What happens if you still get no answers?
I created Will2Love for that problem! It came out of my long career working in cancer centers and seeing the suffering of patients who didn’t get accurate, timely information. When the internet became a place to get health info, it struck me as the perfect place for cancer, sexuality and fertility. Sex is the top search term on the Internet, so people are comfortable looking for information about sex online, including older people or those with lower incomes.

Also, experts tend to cluster in New York and California or major cancer centers. I only know of six or seven major cancer centers with a sex clinic in the U.S. and there are something like 43 comprehensive cancer centers!
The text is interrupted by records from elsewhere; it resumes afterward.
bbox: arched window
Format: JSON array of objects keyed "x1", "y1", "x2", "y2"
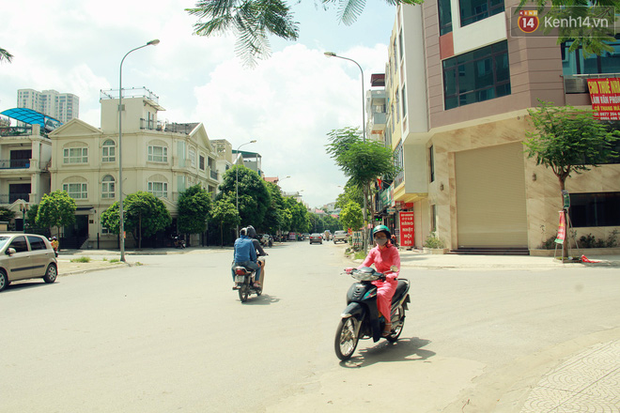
[
  {"x1": 102, "y1": 175, "x2": 115, "y2": 199},
  {"x1": 102, "y1": 139, "x2": 116, "y2": 163}
]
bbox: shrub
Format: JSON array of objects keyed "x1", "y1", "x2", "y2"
[
  {"x1": 70, "y1": 256, "x2": 91, "y2": 263},
  {"x1": 424, "y1": 232, "x2": 445, "y2": 249}
]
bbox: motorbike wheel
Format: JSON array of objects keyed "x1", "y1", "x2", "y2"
[
  {"x1": 334, "y1": 317, "x2": 359, "y2": 361},
  {"x1": 239, "y1": 283, "x2": 250, "y2": 303},
  {"x1": 385, "y1": 306, "x2": 405, "y2": 343}
]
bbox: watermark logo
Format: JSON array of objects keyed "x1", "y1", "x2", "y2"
[
  {"x1": 511, "y1": 7, "x2": 616, "y2": 38},
  {"x1": 518, "y1": 10, "x2": 539, "y2": 34}
]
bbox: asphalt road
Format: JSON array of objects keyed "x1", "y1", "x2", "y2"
[{"x1": 1, "y1": 242, "x2": 619, "y2": 412}]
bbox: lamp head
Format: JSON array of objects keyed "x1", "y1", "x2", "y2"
[
  {"x1": 147, "y1": 39, "x2": 160, "y2": 46},
  {"x1": 324, "y1": 52, "x2": 336, "y2": 57},
  {"x1": 250, "y1": 139, "x2": 257, "y2": 143}
]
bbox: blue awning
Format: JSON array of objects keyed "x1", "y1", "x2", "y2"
[{"x1": 0, "y1": 108, "x2": 62, "y2": 132}]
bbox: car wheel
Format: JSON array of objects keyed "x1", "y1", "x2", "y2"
[
  {"x1": 0, "y1": 270, "x2": 8, "y2": 292},
  {"x1": 43, "y1": 263, "x2": 58, "y2": 284}
]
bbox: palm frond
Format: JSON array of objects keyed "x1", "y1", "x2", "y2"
[
  {"x1": 338, "y1": 0, "x2": 366, "y2": 26},
  {"x1": 0, "y1": 48, "x2": 14, "y2": 63}
]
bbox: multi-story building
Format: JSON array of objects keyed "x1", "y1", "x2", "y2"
[
  {"x1": 48, "y1": 88, "x2": 220, "y2": 249},
  {"x1": 17, "y1": 89, "x2": 79, "y2": 124},
  {"x1": 0, "y1": 110, "x2": 53, "y2": 231},
  {"x1": 380, "y1": 1, "x2": 620, "y2": 252}
]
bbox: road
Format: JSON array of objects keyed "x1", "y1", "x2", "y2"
[{"x1": 1, "y1": 241, "x2": 619, "y2": 412}]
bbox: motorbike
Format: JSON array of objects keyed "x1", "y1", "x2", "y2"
[
  {"x1": 173, "y1": 236, "x2": 186, "y2": 249},
  {"x1": 232, "y1": 262, "x2": 263, "y2": 303},
  {"x1": 334, "y1": 267, "x2": 410, "y2": 361}
]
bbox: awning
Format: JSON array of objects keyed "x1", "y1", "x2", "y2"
[{"x1": 0, "y1": 108, "x2": 62, "y2": 131}]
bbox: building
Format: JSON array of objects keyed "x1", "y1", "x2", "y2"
[
  {"x1": 48, "y1": 88, "x2": 220, "y2": 249},
  {"x1": 17, "y1": 89, "x2": 79, "y2": 124},
  {"x1": 378, "y1": 1, "x2": 620, "y2": 252},
  {"x1": 232, "y1": 149, "x2": 263, "y2": 177},
  {"x1": 0, "y1": 109, "x2": 54, "y2": 231}
]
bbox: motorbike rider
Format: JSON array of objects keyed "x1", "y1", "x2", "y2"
[
  {"x1": 232, "y1": 227, "x2": 262, "y2": 288},
  {"x1": 246, "y1": 225, "x2": 268, "y2": 281},
  {"x1": 357, "y1": 225, "x2": 401, "y2": 336}
]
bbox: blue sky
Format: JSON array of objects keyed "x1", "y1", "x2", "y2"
[{"x1": 0, "y1": 0, "x2": 399, "y2": 208}]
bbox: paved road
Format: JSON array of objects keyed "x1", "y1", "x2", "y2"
[{"x1": 1, "y1": 242, "x2": 619, "y2": 412}]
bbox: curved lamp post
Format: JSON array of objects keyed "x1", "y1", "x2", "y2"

We offer free content for the cancer community, including blogs and forums and resource links to finding a sex therapist of gynecologist. We also charge for specialized services with modest fees. Six months is still less than one session with a psychologist in a big city! We’re adding telehealth services that will be more expensive, but you’re talking to someone with expert training.

What can doctors do better in this area?
For health care professionals, their biggest concern is, ‘I have 40 patients to see in my clinic today and if I take 15 extra minutes with four of them, how will I take good care of everybody?’ They can ask to train someone in their clinic, like a nurse or physician’s assistant, who can take more time with each patient, so the oncologist isn’t the one providing sexual counseling, and also have a referral network set up with gynecologists, urologists and mental health professionals.